Now we can get to solving the two subproblems. We'll start with the
second half of picking the optimal city because it's the easier half.
Picking the right algorithm is important. We'll let C be the number
of cities, P be the number of people (also the number of food), and
R be the number of roads. Looking at the maximum numbers I saw on a
single run for these, I believe the max C is 500, the max P is 500,
and the max R is 10000.

First we'll need the shortest path between all pairs of cities.
There's a number of algorithms you can use.
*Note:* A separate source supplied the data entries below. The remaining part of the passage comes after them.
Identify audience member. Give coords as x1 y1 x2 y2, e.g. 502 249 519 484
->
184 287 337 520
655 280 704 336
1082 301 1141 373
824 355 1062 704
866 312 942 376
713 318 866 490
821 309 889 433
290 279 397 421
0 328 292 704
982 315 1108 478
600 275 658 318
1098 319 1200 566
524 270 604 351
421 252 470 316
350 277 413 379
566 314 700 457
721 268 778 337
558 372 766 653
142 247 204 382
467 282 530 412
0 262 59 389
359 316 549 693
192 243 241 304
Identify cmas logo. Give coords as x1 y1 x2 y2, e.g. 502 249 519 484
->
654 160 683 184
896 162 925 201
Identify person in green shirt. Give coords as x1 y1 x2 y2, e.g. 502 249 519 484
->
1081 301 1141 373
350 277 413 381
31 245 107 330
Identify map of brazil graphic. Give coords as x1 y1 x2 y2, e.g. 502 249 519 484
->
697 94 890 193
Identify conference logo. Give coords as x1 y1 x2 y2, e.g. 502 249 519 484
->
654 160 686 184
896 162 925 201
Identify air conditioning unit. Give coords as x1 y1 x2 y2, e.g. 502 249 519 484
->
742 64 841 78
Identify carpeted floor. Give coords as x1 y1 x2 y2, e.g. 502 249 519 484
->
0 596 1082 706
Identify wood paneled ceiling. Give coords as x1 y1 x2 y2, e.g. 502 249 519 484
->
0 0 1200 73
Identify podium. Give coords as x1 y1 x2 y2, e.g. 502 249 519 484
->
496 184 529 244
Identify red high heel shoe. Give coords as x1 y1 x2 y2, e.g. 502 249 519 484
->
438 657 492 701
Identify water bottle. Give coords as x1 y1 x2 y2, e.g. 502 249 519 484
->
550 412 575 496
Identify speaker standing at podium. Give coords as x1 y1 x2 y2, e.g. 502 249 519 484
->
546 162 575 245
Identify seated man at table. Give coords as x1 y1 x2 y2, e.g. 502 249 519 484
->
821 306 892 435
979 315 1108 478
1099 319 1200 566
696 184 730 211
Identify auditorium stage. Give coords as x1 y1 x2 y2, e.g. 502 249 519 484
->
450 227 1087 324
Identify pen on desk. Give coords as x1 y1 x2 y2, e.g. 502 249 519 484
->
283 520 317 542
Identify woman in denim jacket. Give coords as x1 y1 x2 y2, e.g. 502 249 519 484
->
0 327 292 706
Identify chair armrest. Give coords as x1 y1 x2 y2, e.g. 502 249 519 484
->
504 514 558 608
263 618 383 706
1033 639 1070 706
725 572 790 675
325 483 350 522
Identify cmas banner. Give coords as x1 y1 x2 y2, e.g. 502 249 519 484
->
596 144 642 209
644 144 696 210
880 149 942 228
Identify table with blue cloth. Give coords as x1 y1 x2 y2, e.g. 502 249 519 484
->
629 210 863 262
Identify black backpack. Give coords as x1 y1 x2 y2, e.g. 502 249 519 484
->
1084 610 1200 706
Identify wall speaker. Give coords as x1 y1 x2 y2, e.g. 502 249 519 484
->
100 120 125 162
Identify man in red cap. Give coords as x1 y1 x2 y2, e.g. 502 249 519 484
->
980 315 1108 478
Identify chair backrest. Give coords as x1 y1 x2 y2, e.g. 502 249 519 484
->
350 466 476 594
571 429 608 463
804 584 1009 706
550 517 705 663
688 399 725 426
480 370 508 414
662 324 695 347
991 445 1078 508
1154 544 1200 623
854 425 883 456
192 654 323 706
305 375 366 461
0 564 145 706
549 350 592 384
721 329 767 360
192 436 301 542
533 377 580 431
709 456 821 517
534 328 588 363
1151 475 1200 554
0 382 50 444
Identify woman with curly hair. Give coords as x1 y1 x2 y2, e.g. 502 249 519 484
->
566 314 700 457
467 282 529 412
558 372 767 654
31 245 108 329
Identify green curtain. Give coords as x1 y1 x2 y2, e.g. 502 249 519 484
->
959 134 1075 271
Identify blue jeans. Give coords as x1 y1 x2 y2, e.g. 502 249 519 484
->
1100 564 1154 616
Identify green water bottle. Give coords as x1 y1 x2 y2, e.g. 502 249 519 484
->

You can run either
[Dijkstra's algorithm](https://en.wikipedia.org/wiki/Dijkstra%27s_algorithm)
or the
[Bellman-Ford algorithm](https://en.wikipedia.org/wiki/Bellman%E2%80%93Ford_algorithm)
on every source city, or run the
[Floyd-Warshall algorithm](https://en.wikipedia.org/wiki/Floyd%E2%80%93Warshall_algorithm)
to get all the shortest paths at once. I just used scipy's
[shortest_path](https://docs.scipy.org/doc/scipy-1.1.0/reference/generated/scipy.sparse.csgraph.shortest_path.html)
algorithm which picks the best one to use. The complexity for this
should be somewhere around `O(C^3)` at the worst.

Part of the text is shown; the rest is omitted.